Segundo o Cepea, o cenário atual é de alerta, especialmente diante das altas temperaturas e da irregularidade das chuvas em importantes estados produtores como Goiás, Mato Grosso, Mato Grosso do Sul e Paraná. A previsão de precipitações abaixo do ideal aumenta a preocupação com o desenvolvimento das lavouras.
Mesmo com esse risco climático, a estimativa inicial ainda aponta para uma produção elevada na safra 2025/26, embora levemente inferior à temporada anterior.
No mercado físico, a movimentação segue limitada. A demanda enfraquecida tem levado compradores a priorizar o consumo dos estoques já disponíveis, realizando novas aquisições apenas de forma pontual.
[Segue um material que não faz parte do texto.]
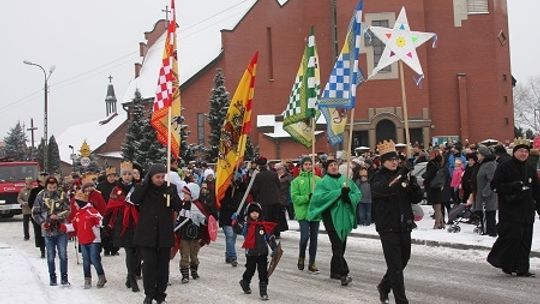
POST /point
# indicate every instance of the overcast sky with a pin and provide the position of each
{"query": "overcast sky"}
(89, 40)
Esse comportamento também é influenciado pelos volumes expressivos de estoques de passagem da safra 2024/25 e pela expectativa de boa produção na atual temporada.
Por outro lado, parte dos vendedores tem reduzido a oferta no mercado spot, apostando em uma possível reação nos preços diante das incertezas climáticas.
O resultado é um mercado travado, com negociações restritas e agentes cautelosos, aguardando definições mais claras sobre o clima e seus impactos na produtividade antes de retomar volumes maiores de negócios.